The Chief Executive Officer of Airtel Africa, Olusegun Ogunsanya, stated, “Facilitating this growth has been and will remain fundamental to our performance. The investment in our distribution to catalyse growth and the technology required to support this growth have been key.

“Furthermore, our rigorous approach to de-risking our balance sheet and our capital allocation priorities has materially reduced the risks that the currency devaluation has had on our business,” part of his comments on the report stated.

Other highlights in the report include that the total customer base grew by 9.0 per cent to 152.7 million.

The company said it will continue to bridge the digital divide with a 17.8 per cent increase in data customers to 64.4 million and a 20.8 per cent increase in data usage per customer.

Across the group mobile services revenue grew by 19.4 per cent in constant currency, driven by voice revenue growth of 11.9 per cent and data revenue growth of 29.2 per cent.

Mobile Money revenue grew by 32.8 per cent in constant currency, with a continued strong performance in East Africa.

SEC imposes N10m penalty for unauthorized security issuance

Meanwhile, in a bold move to regulate the issuance and allotment of securities by private companies, the Securities and Exchange Commission of Nigeria has introduced stringent new rules.

The SEC has declared that any unauthorized issuance or allotment of securities will incur a hefty penalty of at least N10m, with an additional N100, 000 fine accruing daily until the violation ceases.

It disclosed this in a statement shared with journalists on Thursday.

The SEC’s proposed rules outline severe consequences for those who fail to comply.

“Any person who issues or allots securities without the prior approval of the Commission, or violates any provisions of these rules shall be liable to a penalty not less than N10m in the first instance,” the Commission stated, emphasizing the gravity of the sanctions.

“To be eligible for issuing securities, a private company must be duly incorporated with a minimum three-year operational track record.”

Furthermore, the SEC mandates that securities must be listed on a registered exchange within 30 days post-allotment.

The regulations cap the amount a private company can raise within a year at N15bn. Issuing houses are required to file a detailed post-allotment report within 21 working days, ensuring transparency in the allotment process.

SEC has also placed restrictions on the use of proceeds from securities issues.

“Issuers are prohibited from using the proceeds of the issues for purposes other than those stated in the offer document without its prior approval,” the Commission clarified, underscoring the need for accountability in fund utilisation.

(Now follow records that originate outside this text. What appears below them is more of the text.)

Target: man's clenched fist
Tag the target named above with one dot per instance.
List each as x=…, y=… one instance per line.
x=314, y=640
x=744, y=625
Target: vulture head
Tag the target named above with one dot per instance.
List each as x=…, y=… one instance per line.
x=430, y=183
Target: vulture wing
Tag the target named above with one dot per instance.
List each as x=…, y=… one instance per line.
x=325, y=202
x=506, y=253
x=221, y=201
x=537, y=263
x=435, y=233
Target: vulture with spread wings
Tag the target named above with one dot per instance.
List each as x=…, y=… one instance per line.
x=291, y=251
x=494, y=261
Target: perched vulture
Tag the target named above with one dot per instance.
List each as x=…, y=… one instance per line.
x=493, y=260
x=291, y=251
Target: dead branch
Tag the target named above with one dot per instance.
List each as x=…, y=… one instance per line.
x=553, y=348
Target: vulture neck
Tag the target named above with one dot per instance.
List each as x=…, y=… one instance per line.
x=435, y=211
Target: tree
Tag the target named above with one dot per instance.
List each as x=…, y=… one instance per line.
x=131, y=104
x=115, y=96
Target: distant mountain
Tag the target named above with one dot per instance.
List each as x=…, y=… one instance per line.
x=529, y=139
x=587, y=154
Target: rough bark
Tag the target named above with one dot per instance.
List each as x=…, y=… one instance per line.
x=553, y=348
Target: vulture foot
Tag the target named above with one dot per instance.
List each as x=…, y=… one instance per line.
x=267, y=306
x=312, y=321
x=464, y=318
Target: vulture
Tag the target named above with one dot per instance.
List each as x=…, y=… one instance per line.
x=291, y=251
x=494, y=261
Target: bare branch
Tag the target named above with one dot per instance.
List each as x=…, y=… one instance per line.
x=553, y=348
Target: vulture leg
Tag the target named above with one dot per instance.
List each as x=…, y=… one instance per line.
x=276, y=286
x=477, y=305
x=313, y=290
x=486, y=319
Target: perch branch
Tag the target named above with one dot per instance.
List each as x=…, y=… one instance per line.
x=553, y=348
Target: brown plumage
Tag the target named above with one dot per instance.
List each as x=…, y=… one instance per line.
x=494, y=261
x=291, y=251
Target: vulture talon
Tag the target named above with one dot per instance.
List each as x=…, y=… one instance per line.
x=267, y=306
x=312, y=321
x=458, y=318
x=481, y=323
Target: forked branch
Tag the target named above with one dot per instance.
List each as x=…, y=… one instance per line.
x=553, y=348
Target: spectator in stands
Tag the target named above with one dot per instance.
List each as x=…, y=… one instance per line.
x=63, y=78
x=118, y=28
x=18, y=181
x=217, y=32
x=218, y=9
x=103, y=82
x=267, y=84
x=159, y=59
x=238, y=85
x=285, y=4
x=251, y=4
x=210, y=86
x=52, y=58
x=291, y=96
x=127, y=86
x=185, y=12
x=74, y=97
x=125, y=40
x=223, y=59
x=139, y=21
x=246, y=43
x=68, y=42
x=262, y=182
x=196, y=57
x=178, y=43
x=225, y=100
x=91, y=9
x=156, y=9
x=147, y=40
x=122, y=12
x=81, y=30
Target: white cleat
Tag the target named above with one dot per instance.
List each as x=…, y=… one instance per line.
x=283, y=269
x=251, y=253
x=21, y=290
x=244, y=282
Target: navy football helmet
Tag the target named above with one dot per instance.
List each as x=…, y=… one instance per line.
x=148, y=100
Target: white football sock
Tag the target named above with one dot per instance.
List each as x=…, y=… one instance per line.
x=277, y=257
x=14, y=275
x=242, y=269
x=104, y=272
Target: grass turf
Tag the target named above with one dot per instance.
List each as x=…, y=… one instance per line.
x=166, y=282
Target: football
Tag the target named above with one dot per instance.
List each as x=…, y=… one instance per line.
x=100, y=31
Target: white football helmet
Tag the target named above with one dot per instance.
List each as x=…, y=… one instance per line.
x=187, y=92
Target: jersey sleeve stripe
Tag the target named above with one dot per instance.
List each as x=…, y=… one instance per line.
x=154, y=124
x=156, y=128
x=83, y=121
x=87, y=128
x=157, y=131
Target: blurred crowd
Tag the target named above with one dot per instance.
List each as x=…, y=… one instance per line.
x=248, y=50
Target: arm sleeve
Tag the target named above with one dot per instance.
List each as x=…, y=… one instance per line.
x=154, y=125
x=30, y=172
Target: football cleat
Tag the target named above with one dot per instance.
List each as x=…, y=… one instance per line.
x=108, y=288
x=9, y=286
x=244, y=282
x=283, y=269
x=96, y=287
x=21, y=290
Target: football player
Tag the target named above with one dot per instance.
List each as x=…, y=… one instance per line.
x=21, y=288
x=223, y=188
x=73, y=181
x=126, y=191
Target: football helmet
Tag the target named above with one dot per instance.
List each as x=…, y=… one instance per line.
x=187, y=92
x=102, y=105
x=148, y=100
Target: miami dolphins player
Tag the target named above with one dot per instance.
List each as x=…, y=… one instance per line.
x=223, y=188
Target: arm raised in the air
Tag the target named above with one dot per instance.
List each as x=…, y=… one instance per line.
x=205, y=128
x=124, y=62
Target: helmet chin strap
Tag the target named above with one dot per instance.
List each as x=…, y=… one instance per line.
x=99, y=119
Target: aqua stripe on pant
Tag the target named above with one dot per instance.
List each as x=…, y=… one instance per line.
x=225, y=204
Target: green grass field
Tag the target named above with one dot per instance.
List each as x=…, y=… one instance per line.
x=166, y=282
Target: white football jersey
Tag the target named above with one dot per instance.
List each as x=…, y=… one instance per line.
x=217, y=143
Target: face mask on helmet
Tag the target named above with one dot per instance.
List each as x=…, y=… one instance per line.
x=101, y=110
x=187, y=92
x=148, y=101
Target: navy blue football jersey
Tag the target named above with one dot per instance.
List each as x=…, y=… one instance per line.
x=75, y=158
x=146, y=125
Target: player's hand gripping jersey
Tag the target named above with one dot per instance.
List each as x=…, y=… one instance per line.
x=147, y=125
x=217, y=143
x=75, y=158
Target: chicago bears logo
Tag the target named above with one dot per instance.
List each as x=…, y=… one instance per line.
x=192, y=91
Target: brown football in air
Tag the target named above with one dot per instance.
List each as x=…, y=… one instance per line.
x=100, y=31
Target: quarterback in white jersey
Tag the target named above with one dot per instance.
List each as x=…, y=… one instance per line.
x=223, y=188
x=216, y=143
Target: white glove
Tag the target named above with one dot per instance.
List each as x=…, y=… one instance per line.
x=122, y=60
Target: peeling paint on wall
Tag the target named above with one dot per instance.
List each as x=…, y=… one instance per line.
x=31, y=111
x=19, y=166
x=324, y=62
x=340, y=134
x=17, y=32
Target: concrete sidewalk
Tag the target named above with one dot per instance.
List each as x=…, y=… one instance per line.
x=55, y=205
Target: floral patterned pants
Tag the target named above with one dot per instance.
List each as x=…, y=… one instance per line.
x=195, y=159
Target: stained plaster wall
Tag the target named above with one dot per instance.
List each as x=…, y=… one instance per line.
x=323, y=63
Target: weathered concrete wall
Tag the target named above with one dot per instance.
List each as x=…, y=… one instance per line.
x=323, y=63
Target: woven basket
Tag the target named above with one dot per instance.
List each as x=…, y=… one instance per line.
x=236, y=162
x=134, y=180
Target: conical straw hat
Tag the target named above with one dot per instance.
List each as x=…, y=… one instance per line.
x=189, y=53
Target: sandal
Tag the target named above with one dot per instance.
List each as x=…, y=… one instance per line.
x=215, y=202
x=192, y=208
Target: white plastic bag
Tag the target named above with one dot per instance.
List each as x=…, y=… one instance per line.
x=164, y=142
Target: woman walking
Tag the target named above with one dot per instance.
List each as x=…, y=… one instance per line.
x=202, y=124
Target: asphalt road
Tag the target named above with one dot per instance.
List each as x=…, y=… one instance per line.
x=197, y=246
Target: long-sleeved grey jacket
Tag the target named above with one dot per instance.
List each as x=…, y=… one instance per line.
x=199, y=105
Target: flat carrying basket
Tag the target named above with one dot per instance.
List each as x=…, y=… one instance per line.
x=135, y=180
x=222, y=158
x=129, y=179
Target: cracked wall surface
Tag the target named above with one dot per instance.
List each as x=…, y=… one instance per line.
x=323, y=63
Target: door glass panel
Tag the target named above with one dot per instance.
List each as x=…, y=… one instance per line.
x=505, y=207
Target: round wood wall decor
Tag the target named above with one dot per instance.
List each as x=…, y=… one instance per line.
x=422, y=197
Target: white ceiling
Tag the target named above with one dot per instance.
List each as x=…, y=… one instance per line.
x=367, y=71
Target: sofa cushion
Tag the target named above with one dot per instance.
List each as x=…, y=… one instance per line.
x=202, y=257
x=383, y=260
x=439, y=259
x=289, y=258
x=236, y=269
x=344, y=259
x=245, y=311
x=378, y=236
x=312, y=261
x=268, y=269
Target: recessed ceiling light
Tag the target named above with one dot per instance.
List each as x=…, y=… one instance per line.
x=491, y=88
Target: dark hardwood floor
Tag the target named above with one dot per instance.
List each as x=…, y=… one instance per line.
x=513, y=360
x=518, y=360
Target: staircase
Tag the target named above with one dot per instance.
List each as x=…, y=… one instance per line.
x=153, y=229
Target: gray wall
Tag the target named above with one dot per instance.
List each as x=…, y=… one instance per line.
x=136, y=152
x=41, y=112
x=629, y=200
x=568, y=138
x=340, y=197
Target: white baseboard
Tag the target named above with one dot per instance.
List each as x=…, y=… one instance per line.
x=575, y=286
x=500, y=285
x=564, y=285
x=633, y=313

SEC has invited public comments on the new rules, reflecting its commitment to stakeholder engagement and transparency. All feedback is to be directed to the Rules Committee within two weeks of the publication on the SEC’s website.

The new regulations are a testament to the SEC’s resolve to ensure the integrity of Nigeria’s capital markets and protect investors from unauthorized and potentially harmful financial activities.